Conduit
For AI assistants & chatbots, Conduit is a self-hosted solution that provides simple, fast, and reliable chat server powered by Matrix.
An honest look at what you get when you replace your Open-WebUI PWA with a real native app.
TL;DR
- What it is: Open-source (GPL-3.0) native iOS and Android app for Open-WebUI — the Flutter-built mobile client your self-hosted AI stack was missing [README].
- Who it’s for: Anyone already running Open-WebUI on a home server or VPS who’s tired of the mobile browser experience and wants native file sharing, voice input, Siri shortcuts, and proper auth handling without wrestling with PWA quirks [website][README].
- Cost: Free app download. Requires an existing Open-WebUI instance. No subscription, no per-query pricing.
- Key strength: The authentication layer. Conduit handles the messy reality of self-hosted setups — Cloudflare Tunnel, oauth2-proxy, Authelia, Tailscale, and a half-dozen other proxy configurations — without requiring you to punch holes in your firewall or allowlist specific endpoints [README].

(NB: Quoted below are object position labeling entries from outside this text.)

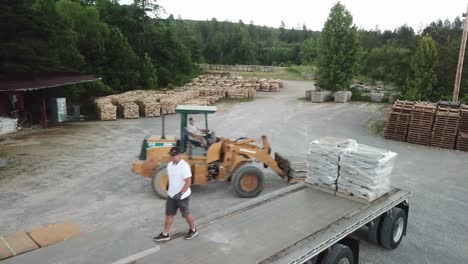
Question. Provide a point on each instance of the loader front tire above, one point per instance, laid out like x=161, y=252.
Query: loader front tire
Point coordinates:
x=248, y=181
x=160, y=181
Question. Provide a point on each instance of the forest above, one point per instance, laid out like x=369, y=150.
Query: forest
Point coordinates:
x=132, y=47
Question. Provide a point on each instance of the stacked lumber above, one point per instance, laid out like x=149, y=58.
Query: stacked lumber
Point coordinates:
x=444, y=132
x=398, y=120
x=420, y=125
x=365, y=171
x=8, y=125
x=320, y=96
x=462, y=140
x=342, y=96
x=128, y=110
x=323, y=160
x=149, y=108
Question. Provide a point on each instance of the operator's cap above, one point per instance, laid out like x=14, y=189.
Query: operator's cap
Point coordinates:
x=174, y=151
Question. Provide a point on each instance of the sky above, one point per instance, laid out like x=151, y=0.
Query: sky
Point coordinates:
x=367, y=14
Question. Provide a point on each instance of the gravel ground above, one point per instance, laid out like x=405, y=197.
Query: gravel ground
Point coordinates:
x=81, y=172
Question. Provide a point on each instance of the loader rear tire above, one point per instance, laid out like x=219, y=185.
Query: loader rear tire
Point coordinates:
x=160, y=182
x=248, y=181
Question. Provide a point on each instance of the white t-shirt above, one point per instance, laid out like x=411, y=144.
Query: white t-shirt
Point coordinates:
x=177, y=173
x=192, y=129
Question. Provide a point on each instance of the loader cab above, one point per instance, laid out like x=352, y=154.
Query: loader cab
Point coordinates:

- Key weakness: It’s a mobile skin on top of Open-WebUI’s API. It doesn’t extend the AI capabilities themselves, and it lives or dies with Open-WebUI’s own reliability. At 1,169 GitHub stars, the community is small and it appears to be a primarily solo-developer project [merged profile].
What is Conduit
Conduit is a Flutter-based iOS and Android client for Open-WebUI, the popular self-hosted frontend that lets you talk to local LLMs (Ollama, LM Studio) and cloud models (OpenAI, Anthropic) through a browser interface. The tagline on the website — “Your Open-WebUI stack, designed for your pocket” — is accurate and understated [website].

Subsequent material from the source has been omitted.